Blasphemy against the Spirit of God is not pardonable. The reason is this: We can come to repentance only when the Holy Spirit convicts us that our ways have been wrong and that God’s ways are right. If we reject, by not repenting, the Holy Spirit and the works it does, we are rejecting the only channel through which we could qualify for God’s gift of grace. The unpardonable sin is the one unrepented of.

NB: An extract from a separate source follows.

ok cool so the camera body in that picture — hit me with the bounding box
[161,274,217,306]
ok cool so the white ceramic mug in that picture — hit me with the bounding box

Falling away after once having the Holy Spirit is also unpardonable (Hebrews 6:4-6). Falling away means turning from God’s way of life after sincerely embracing it, or rejecting Christ’s sacrifice, which makes it possible for humans to receive God’s Spirit after repentance and baptism (Acts 2:38). It is possible, as I Thessalonians 5:19 shows, to quench the Spirit in us.
Many have worried needlessly about this question. No one who has blasphemed the Spirit of God wants to do the works of God. He hates them! But as long as one is truly repentant, wants to live God’s way of life and strives to overcome, he or she has not committed the unpardonable sin.